March 16, Ste-Augustine (North Beach campground)

I woke up in my primitive campsite after a full night of sleep. I was not bothered by bugs and the night was not particularly cold. I needed the rest. I was in a much better mood than the previous morning.

I called North Beach campground to make a reservation. I wanted to be there before the wind turned. I covered a lot of miles in very few days, getting to North Beach would add to that. While making the reservations, I did not realize just how far the campground was.

Like the previous three mornings, I started off pedaling since the wind was absent. I launched at 8, the current was against me but it was much more manageable than the previous morning and it turned in my favor at around 10. As I go north, I will have to take the tides into account since they will become more and more important. Until now, I could simply ignore them. The ocean passages will increase in appeal but the seas will be less and less likely to be calm or even safe. Already, the area in front of Ste-Augustine is called high energy, meaning the seas are often rough. I’m used to these sorts of conditions but up north I rarely try to navigate 30 miles in a day between two places I’ve never seen before.

Until now, the only time I could have done an ocean passage was between Smyrna and the inlet past Daytona. It would have been an excellent call since I had the current in my face all day. The conditions were favorable but I wanted to pass through the city. The great perk of the intracoastal is that you get to see more things. From the ocean I would have seen a few hotels and water towers. The advantage of the ocean passage is speed, less boats, not having the current in your face. The disadvantages include not seeing much, being more exposed, having to deal with waves, no stopping possibilities, having to calculate precise times of exits and entries according to the tides and some detours since the sleeping places are on the intracoastal and would often require some backtracking. Let’s face it, the intracoastal with all the sleeping options, the safety and the added scenery is quite often the better choice. I still have a long way to go and many ocean passages may make a lot of sense but it hasn’t been the case yet.

As I pedaled with the current, without wind, it became apparent that the campground was a lot further than estimated. I expected about 24 miles but it was more like 30, and I was not moving fast at all. The prospect of not making it was more than I could bare, so all day I worried about my speed. That is not the sort of thing you want to do on a trip like mine. Perhaps making distant reservations is not the best idea but how can I ever get a break if I don’t, especially during the spring break?

I finally got to Ste-Augustine inlet. The city and the marina are very pretty. It was quite a scene.  As I passed under the bridge leading to the inlet, I landed in the middle of a sailboat regatta. Sailboats were going in every directions waiting for the start signal. In a regatta, the boats have to pass the marker only after the signal. This sounds easy but they cannot stay still at the line. They have to sail in circles until the signal and somehow be first in line at the right time. It is very, very difficult to achieve and accidents often happen at the beginning of regattas. That’s because sailboats are not very manoeuvrable under full sails, even with a good crew. Now imagine for a minute, a stupid sailing kayak passing through the mayhem… I chose to go around them. It was quite a sight.

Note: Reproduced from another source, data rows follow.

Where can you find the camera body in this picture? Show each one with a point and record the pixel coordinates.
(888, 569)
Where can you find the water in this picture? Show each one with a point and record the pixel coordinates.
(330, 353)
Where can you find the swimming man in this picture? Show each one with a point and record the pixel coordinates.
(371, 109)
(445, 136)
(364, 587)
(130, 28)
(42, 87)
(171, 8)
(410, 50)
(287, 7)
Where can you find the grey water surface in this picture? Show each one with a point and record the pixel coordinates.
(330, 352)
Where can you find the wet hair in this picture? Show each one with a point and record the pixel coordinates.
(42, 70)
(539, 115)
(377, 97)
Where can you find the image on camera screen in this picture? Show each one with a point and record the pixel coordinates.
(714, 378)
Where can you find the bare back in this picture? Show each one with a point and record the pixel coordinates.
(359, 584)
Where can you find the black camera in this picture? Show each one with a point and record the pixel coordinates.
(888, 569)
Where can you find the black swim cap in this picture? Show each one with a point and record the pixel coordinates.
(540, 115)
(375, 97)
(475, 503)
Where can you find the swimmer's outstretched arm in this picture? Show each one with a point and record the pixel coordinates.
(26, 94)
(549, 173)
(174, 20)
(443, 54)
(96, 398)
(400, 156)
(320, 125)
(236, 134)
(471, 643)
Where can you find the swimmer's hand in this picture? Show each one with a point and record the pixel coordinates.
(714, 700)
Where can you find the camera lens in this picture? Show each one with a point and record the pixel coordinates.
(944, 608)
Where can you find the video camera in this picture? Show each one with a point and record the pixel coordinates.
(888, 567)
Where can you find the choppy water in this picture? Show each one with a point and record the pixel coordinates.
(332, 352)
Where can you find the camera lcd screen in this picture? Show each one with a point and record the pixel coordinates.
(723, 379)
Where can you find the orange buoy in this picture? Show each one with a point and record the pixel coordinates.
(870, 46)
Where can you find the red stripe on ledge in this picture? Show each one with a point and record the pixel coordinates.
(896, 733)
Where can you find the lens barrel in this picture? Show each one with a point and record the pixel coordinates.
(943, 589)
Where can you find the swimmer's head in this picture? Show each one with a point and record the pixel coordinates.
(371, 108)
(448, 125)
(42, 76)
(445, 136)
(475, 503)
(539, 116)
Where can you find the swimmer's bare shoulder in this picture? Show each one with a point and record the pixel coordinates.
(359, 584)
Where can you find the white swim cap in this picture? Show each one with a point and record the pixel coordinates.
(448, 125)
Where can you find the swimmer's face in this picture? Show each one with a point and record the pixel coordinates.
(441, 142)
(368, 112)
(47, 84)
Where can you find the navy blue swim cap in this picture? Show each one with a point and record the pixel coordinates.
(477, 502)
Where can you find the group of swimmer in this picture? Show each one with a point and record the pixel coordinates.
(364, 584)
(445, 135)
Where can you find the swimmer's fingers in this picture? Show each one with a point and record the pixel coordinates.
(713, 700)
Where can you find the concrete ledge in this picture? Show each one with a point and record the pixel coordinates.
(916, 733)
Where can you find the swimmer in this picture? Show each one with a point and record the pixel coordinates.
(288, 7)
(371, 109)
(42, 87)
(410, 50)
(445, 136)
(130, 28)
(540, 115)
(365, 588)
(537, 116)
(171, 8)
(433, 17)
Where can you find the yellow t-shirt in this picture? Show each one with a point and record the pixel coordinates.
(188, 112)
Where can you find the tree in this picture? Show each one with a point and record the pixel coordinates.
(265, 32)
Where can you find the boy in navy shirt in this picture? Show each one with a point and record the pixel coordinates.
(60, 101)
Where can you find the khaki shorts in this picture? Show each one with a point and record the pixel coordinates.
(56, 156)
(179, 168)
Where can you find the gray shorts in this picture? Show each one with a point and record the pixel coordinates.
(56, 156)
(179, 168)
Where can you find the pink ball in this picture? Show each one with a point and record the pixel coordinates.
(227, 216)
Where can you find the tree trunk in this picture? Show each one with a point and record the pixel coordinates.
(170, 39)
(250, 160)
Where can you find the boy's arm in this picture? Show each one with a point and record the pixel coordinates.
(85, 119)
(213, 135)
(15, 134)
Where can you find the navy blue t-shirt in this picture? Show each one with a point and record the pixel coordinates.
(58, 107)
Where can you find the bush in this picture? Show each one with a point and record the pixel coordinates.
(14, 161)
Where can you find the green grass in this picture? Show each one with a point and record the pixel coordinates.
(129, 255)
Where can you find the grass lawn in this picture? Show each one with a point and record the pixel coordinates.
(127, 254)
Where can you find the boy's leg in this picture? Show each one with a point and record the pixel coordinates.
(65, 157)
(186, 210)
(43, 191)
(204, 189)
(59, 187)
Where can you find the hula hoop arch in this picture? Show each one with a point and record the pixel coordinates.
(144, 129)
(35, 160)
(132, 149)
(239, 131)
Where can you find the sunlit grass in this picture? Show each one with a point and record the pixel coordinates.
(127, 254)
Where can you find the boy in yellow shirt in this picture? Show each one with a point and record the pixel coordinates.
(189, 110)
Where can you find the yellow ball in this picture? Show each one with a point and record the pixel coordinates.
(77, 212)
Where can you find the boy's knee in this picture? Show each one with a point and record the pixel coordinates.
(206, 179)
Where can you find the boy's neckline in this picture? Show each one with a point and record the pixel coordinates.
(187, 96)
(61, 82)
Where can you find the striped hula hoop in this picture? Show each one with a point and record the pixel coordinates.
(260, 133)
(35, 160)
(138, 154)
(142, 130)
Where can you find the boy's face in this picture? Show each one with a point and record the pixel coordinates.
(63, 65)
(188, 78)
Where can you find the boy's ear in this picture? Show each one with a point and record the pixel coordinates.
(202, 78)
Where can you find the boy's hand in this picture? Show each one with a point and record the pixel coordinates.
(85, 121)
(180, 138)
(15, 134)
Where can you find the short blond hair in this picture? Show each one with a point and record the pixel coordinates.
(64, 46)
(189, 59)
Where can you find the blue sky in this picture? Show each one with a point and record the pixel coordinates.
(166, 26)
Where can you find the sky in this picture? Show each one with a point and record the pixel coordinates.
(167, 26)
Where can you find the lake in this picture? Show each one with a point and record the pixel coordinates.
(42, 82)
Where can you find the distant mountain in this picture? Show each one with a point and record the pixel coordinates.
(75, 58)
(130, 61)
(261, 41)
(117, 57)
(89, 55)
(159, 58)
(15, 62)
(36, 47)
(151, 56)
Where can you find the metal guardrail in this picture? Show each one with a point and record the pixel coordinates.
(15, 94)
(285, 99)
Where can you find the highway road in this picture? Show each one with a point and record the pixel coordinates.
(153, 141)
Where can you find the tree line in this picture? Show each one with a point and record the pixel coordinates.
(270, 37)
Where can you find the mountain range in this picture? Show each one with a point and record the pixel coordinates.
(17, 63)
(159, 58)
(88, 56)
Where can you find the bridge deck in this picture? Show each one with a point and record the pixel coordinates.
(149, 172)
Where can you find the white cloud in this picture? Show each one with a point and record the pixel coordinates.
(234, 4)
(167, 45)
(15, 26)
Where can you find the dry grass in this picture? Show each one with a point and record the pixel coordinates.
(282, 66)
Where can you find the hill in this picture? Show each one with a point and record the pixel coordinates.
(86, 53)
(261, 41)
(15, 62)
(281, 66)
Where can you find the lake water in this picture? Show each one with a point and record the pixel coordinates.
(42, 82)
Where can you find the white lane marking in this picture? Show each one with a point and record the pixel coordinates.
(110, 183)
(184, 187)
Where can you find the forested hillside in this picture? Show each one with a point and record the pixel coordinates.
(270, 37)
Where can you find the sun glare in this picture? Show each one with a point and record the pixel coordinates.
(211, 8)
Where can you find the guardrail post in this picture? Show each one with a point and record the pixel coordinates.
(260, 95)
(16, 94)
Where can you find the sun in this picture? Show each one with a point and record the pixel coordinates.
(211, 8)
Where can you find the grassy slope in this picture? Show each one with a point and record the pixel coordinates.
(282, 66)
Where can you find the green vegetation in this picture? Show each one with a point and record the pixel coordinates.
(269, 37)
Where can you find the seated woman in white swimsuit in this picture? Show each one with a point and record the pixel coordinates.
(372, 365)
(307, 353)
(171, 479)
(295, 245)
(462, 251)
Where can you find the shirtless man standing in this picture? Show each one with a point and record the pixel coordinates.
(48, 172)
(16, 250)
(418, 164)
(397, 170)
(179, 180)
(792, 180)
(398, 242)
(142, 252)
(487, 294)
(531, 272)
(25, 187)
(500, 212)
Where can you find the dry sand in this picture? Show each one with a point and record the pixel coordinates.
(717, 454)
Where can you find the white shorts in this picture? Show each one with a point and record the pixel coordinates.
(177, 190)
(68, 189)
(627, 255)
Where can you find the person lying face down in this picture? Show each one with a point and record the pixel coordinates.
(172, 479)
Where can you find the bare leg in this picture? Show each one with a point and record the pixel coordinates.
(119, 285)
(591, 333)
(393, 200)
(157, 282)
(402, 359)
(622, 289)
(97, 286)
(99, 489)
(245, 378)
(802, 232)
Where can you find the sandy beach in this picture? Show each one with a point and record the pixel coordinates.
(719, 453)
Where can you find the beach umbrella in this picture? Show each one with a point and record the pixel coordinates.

  1. WOW what an amazing journey! Its like I am there, wish I could be !!

  2. Ryan permalink

    Sounds like an awesome trip. Keep up the paddling and posting! Its very interesting to read ur posts and think of all the navigation u have to do.

    • The navigation challenges are coming. If I choose to go inland in Georgia it will be very challenging. On the other hand if I go ocean side, the timing of the tides will get interesting.